Именно способность человека любить делает возможным полноту его общения с Богом. Но именно поэтому дьявол прилагает особые усилия к тому, чтобы любовное стремление не было осуществлено человеком до конца и превратилось в похоть: для этого достаточно, чтобы желание единства с ближним уступило место желанию самоутверждения. Это и есть блуд — не «дефект» или «недостаток» любви, а антилюбовь, полная ее противоположность. Центральная идея христианского православного учения о любви — полная несовместимость любви с блудом. Поэтому главным выводом из сказанного для нас, обращающихся к любовной тематике в художественной литературе, является утверждение христианской философии того, что несчастной любви не бывает. То, что разумеется под «любовным страданием», «ревностью», «конфликтами» и т. д., — не любовь, а начинающееся «блудное разложение». «В любви нет страха, но совершенная любовь изгоняет страх, потому что в страхе есть мучение. Боящийся несовершен в любви» (1 Ин. 4:18).

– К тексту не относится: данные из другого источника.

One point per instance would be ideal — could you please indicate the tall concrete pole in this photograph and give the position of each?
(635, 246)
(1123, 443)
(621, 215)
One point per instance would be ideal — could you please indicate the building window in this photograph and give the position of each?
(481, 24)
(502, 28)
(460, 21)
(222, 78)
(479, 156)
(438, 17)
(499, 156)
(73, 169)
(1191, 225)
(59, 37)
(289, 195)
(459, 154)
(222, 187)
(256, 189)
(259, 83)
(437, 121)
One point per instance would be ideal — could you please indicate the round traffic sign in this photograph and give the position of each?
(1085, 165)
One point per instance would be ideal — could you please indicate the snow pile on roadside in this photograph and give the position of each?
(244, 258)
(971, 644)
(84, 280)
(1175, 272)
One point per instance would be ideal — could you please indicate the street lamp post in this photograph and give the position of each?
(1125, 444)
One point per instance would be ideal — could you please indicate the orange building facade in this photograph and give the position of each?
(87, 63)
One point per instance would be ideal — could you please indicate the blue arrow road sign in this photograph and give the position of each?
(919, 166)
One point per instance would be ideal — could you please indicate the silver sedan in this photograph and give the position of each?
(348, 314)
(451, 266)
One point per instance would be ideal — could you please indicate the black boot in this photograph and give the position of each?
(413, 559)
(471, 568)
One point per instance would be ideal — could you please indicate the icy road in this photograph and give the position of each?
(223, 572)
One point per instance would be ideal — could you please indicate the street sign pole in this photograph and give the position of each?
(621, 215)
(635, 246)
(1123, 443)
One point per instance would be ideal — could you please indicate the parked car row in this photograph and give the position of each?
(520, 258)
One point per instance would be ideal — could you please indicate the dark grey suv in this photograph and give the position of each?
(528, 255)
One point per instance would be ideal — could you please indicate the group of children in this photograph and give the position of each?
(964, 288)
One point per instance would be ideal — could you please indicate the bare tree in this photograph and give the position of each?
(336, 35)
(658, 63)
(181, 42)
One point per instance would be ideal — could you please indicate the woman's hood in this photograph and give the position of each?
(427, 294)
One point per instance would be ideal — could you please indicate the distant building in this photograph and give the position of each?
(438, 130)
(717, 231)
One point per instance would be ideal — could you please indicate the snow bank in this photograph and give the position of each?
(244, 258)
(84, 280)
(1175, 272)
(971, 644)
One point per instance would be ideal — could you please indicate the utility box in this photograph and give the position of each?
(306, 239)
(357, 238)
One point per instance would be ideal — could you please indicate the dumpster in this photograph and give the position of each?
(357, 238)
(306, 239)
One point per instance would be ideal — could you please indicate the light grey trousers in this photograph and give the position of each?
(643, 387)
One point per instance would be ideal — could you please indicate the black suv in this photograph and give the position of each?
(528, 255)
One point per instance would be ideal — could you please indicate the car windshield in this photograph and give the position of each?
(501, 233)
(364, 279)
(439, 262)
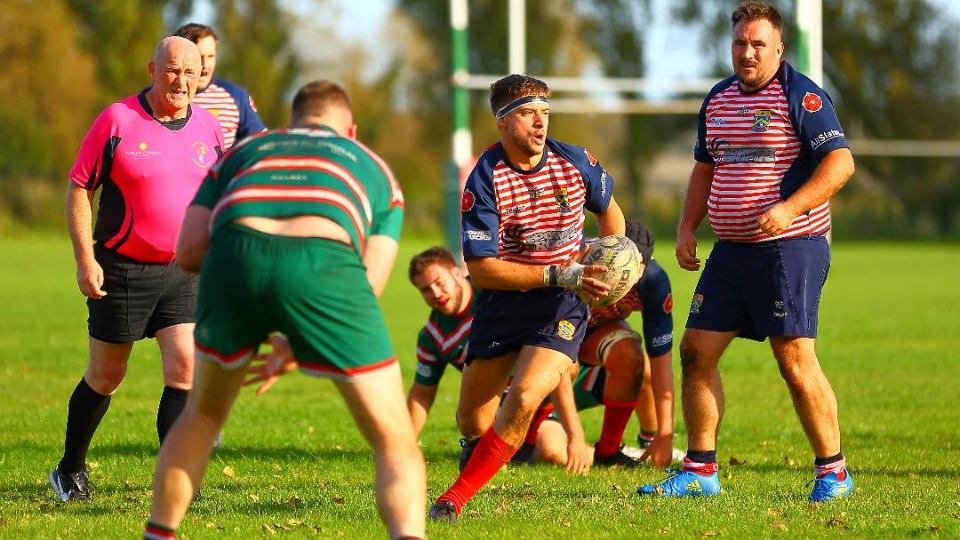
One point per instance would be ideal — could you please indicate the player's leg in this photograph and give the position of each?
(378, 406)
(702, 389)
(703, 402)
(187, 447)
(88, 404)
(797, 269)
(177, 355)
(816, 406)
(812, 395)
(537, 373)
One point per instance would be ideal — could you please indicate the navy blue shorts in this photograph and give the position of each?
(762, 289)
(505, 321)
(141, 299)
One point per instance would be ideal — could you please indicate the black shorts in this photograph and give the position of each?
(141, 299)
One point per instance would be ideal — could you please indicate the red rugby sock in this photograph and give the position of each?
(538, 417)
(616, 415)
(488, 458)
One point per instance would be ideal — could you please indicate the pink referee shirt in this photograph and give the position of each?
(147, 172)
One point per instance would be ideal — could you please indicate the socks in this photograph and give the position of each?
(158, 532)
(833, 464)
(172, 402)
(85, 411)
(489, 456)
(703, 469)
(616, 415)
(644, 438)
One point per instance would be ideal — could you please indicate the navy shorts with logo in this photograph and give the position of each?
(505, 321)
(762, 289)
(141, 299)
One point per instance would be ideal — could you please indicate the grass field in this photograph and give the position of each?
(294, 465)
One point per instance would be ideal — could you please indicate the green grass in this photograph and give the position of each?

По мере развития любовной темы в гумилевской поэзии лирический герой делает важное открытие: и любовь,
Это «адамистическое» знание приходит к лирическому герою Гумилева постепенно, покупаясь ценой собственного горького опыта. Сначала, в «доакмеистической» любовной поэзии, мы встречаем лишь ощущение некоей ущербности в эротике «Романтических цветов» и «Жемчугов». Так, например, в целом ряде баллад настойчиво повторяется уже известный нам мотив отказа от достигнутой цели, осложняющий традиционный сюжет «завоевания женщины». Варвары из одноименного стихотворения, ворвавшись, наконец, в осажденный город, вместо того чтобы осуществить свое право победителей, отвергают покорившуюся им, подобно «жене бесприютной», царицу:
Они вспоминали холодное небо и дюны, В зеленых трущобах веселые щебеты птичьи, И царственно-синие женские взоры… и струны, Которыми скальды гремели о женском величьи. Кипела, сверкала народом широкая площадь, И южное небо раскрыло свой огненный веер, Но хмурый начальник сдержал опененную лошадь, С надменной усмешкой войска повернул он на север.Точно так действует и Одиссей, одержавший победу над женихами, но, в отличие от своего гомеровского прототипа, не воспользовавшийся ее плодами, а поспешивший… покинуть Итаку:
Пусть не запятнано ложе царицы — Грешные к ней прикасались мечты. Чайки белей и невинней зарницы Темной и страшной ее красоты.Современники видели в этих и подобных экзотических «любовных историях» юного Гумилева подражание брюсовскому декадентскому «имморализму», его «чисто литературной, холодной эротике» (см.: Верховский Ю. Н. Путь поэта // Николай Гумилев: pro et contra. СПб., 1995. C. 508). Между тем в одной из неопубликованных ранних эротических гумилевских баллад, «На пиру» (1908), имеется достаточно ясное объяснение странностей «куртуазного» поведения его героев:
Влюбленный принц Диэго задремал, И выронил чеканенный бокал, И голову склонил меж блюд на стол, И расстегнул малиновый камзол. И видит он прозрачную струю, И на струе стеклянную ладью, В которой плыть уже давно, давно Ему с его невестой суждено. Вскрываются пространства без конца, И, как два взора, блещут два кольца. Но в дымке уж заметны острова, Где раздадутся тайные слова, И где венками белоснежных роз Их обвенчает Иисус Христос. А между тем властитель на него Вперил свой взгляд, где злое торжество. Прикладывают наглые шуты Ему на грудь кровавые цветы, И томная невеста, чуть дрожа, Целует похотливого пажа.